This morning is winter. When I left for breakfast at 9 o’clock, it was 27˚. I saw people wearing winter coats, hats and gloves while walking their dogs, also sporting coats. While I was eating, the temperature rose to 32˚, but that cold didn’t stop me from being hopeful. I still believe that spring is taking hold. The front garden is filled with blooming crocus, and the birds are singing and greeting the morning. The sound is joyful.
The other day I bought a small pot of pansies for the kitchen. The flowers are yellow, my favorite color this time of year, the color of the sun. The daffodils I bought have finally bloomed and they too are a bright yellow. The sun is shining today, and the sky is blue. I am content despite the cold.

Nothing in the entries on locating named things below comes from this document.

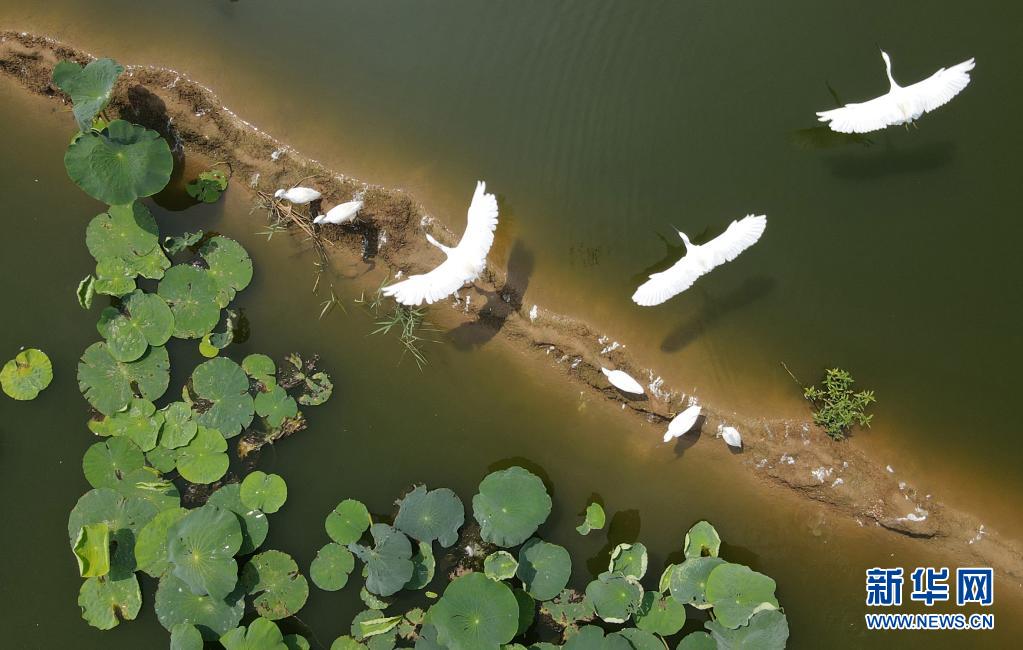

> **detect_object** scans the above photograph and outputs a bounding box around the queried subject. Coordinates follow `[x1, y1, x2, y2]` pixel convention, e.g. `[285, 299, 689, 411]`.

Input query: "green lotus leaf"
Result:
[78, 574, 142, 630]
[632, 592, 685, 637]
[473, 467, 550, 548]
[683, 521, 721, 558]
[586, 572, 643, 623]
[78, 343, 171, 416]
[427, 573, 519, 650]
[64, 120, 174, 206]
[198, 235, 253, 307]
[348, 524, 414, 596]
[154, 573, 246, 641]
[72, 523, 110, 577]
[160, 401, 198, 449]
[220, 617, 287, 650]
[323, 499, 372, 545]
[309, 541, 355, 592]
[394, 485, 465, 548]
[483, 551, 519, 580]
[135, 508, 188, 577]
[82, 438, 145, 487]
[53, 58, 125, 131]
[241, 551, 309, 620]
[608, 541, 647, 580]
[0, 348, 53, 400]
[191, 358, 256, 438]
[516, 537, 572, 601]
[254, 386, 299, 427]
[576, 502, 608, 535]
[707, 562, 779, 630]
[669, 557, 725, 609]
[206, 483, 270, 555]
[157, 264, 220, 339]
[402, 541, 437, 592]
[177, 427, 230, 483]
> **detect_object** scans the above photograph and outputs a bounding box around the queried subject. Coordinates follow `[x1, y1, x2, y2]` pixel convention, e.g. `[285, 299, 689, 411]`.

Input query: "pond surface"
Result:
[0, 0, 1023, 648]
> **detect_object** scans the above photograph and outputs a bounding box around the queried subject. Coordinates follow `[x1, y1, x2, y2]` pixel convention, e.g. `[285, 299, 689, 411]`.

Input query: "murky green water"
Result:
[0, 0, 1023, 648]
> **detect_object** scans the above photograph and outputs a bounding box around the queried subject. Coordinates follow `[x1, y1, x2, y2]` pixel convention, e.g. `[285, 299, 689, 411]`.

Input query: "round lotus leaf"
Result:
[135, 508, 188, 577]
[0, 348, 53, 400]
[608, 543, 647, 580]
[586, 572, 643, 623]
[669, 557, 725, 609]
[241, 551, 309, 620]
[427, 573, 519, 650]
[473, 467, 550, 547]
[82, 438, 145, 487]
[154, 573, 246, 641]
[348, 524, 414, 596]
[394, 485, 465, 548]
[206, 483, 270, 555]
[157, 264, 220, 339]
[516, 537, 572, 601]
[683, 521, 721, 558]
[198, 235, 253, 307]
[191, 358, 255, 438]
[483, 551, 519, 580]
[323, 499, 372, 545]
[707, 562, 777, 630]
[632, 592, 685, 637]
[177, 427, 230, 484]
[64, 120, 174, 206]
[253, 386, 299, 428]
[53, 58, 125, 131]
[309, 543, 355, 592]
[78, 574, 142, 630]
[78, 343, 171, 416]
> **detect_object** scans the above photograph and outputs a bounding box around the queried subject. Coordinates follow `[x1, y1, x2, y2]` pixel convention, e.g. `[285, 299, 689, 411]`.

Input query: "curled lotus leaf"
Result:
[394, 485, 465, 548]
[0, 348, 53, 400]
[64, 120, 174, 206]
[78, 342, 171, 416]
[348, 524, 415, 596]
[473, 467, 551, 548]
[241, 551, 309, 620]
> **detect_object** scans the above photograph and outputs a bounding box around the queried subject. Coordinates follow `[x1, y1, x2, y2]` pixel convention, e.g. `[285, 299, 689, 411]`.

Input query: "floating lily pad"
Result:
[516, 537, 572, 601]
[64, 120, 174, 206]
[394, 485, 465, 548]
[427, 573, 519, 650]
[0, 348, 53, 400]
[241, 551, 309, 620]
[473, 467, 550, 547]
[78, 343, 171, 416]
[349, 524, 414, 596]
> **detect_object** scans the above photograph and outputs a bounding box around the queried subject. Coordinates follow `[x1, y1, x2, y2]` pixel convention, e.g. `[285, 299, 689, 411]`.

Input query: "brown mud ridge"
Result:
[0, 32, 1023, 581]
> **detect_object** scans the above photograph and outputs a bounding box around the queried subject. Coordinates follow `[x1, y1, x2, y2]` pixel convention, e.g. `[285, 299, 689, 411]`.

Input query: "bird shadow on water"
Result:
[661, 275, 776, 352]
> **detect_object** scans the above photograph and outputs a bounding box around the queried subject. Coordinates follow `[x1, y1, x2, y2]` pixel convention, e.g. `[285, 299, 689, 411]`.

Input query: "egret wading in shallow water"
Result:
[632, 215, 767, 307]
[273, 187, 323, 206]
[384, 180, 497, 306]
[313, 201, 362, 225]
[817, 50, 974, 133]
[601, 367, 646, 395]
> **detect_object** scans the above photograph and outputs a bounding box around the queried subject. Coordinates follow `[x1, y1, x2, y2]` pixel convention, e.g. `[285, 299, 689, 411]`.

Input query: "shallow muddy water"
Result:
[0, 0, 1023, 648]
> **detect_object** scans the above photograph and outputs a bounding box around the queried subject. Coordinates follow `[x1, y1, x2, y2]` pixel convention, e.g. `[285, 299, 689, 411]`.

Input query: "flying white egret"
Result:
[632, 215, 767, 307]
[664, 404, 700, 442]
[273, 187, 322, 206]
[384, 180, 497, 305]
[817, 50, 974, 133]
[313, 201, 362, 225]
[601, 367, 646, 395]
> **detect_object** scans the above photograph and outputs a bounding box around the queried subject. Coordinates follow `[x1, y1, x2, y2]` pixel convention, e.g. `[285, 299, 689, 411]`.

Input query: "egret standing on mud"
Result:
[384, 180, 497, 306]
[632, 215, 767, 307]
[817, 50, 974, 133]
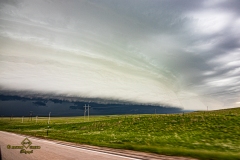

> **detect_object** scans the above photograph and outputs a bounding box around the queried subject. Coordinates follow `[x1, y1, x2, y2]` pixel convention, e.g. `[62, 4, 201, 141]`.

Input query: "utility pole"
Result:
[29, 111, 33, 121]
[48, 112, 51, 124]
[84, 104, 87, 122]
[88, 104, 90, 121]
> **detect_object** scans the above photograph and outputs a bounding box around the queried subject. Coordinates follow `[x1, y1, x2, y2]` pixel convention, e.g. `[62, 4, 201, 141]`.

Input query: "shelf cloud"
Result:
[0, 0, 240, 110]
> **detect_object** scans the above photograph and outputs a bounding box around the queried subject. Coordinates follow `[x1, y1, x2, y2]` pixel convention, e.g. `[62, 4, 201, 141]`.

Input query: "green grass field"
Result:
[0, 108, 240, 160]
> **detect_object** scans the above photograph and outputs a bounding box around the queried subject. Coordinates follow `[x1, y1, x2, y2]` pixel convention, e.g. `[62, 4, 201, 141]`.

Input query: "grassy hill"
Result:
[0, 108, 240, 160]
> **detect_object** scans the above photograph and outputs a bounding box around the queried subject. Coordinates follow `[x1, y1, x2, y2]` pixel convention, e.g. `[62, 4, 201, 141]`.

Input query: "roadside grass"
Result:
[0, 108, 240, 160]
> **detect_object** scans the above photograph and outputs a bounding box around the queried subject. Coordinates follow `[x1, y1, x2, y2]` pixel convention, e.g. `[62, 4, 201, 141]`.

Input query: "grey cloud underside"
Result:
[0, 0, 240, 109]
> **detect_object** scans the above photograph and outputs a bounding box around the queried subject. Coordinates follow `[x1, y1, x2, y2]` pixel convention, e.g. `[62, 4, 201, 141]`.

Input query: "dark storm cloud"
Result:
[0, 0, 240, 109]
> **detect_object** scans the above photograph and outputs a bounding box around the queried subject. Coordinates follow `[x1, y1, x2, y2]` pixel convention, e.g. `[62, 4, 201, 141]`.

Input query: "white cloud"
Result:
[0, 0, 240, 109]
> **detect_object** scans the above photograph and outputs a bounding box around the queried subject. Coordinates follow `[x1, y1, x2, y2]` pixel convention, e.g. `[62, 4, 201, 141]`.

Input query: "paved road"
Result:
[0, 131, 138, 160]
[0, 131, 195, 160]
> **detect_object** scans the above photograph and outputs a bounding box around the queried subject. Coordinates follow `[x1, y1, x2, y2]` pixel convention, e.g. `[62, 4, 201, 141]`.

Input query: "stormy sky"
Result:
[0, 0, 240, 110]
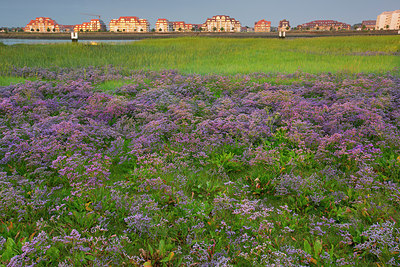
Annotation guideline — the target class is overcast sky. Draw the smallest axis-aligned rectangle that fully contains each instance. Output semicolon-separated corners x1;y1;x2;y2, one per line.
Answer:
0;0;400;28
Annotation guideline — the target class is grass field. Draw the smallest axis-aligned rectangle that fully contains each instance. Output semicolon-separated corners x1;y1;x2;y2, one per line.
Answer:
0;37;400;267
0;36;400;74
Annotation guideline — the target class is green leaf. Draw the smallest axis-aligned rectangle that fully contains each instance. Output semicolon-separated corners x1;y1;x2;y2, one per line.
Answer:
46;247;60;261
314;239;322;258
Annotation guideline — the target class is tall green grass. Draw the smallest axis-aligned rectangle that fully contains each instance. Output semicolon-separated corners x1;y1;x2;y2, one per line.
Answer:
0;36;400;74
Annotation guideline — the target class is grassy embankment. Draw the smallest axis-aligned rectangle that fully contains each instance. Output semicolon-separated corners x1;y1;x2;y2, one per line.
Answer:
0;36;400;78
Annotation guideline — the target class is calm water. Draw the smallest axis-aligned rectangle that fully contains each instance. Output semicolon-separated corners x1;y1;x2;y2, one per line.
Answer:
0;39;137;45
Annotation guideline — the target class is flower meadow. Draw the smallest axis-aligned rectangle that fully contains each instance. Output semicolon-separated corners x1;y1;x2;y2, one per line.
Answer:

Today I have a few errands so I’ll go out in the afternoon. I’m sure Gracie will be glad for the ride. I try to take her all the time now because when summer comes, Gracie stays home except when we go to the dump where I can keep the car and the air conditioning running between stops. The heat is otherwise too much for Miss Gracie.
When I was a kid, I had three pairs of shoes: well, two pairs of shoes and a pair of sneakers. One pair of shoes was for school every day and church on Sunday. The other pair was for playing. That pair started out as school shoes then got worn and eventually demoted to play shoes. I wore those mostly in the winter or on cold days. In the summer I always wore sneakers. Nobody wore sandals back then except little kids. My sisters had white sandals with straps. My sneakers were red or blue when I was little. When I was older, they were white. We all wore white sneakers, mostly Keds, which narrowed at the toes. We kept them as white as possible. Sometimes we even used white shoe polish to cover marks. That had its disadvantages as the polish would seep to our socks and through to our feet, but that didn’t matter. White sneakers were a point of pride.
For my eighth grade trip, my mother bought me new clothes: a pair of sneakers, a blouse and clam diggers. I don’t know if that was a purely regional name. They were also called pedal pushers, and they looked a lot like Capri pants, the Mary Tyler Moore type, but to us they were clam diggers. It was the perfect name. Not many clothes boast a name which fits their function. If you wore those pants while clamming, they’d stay dry and out of the mud. We never did, but we could have.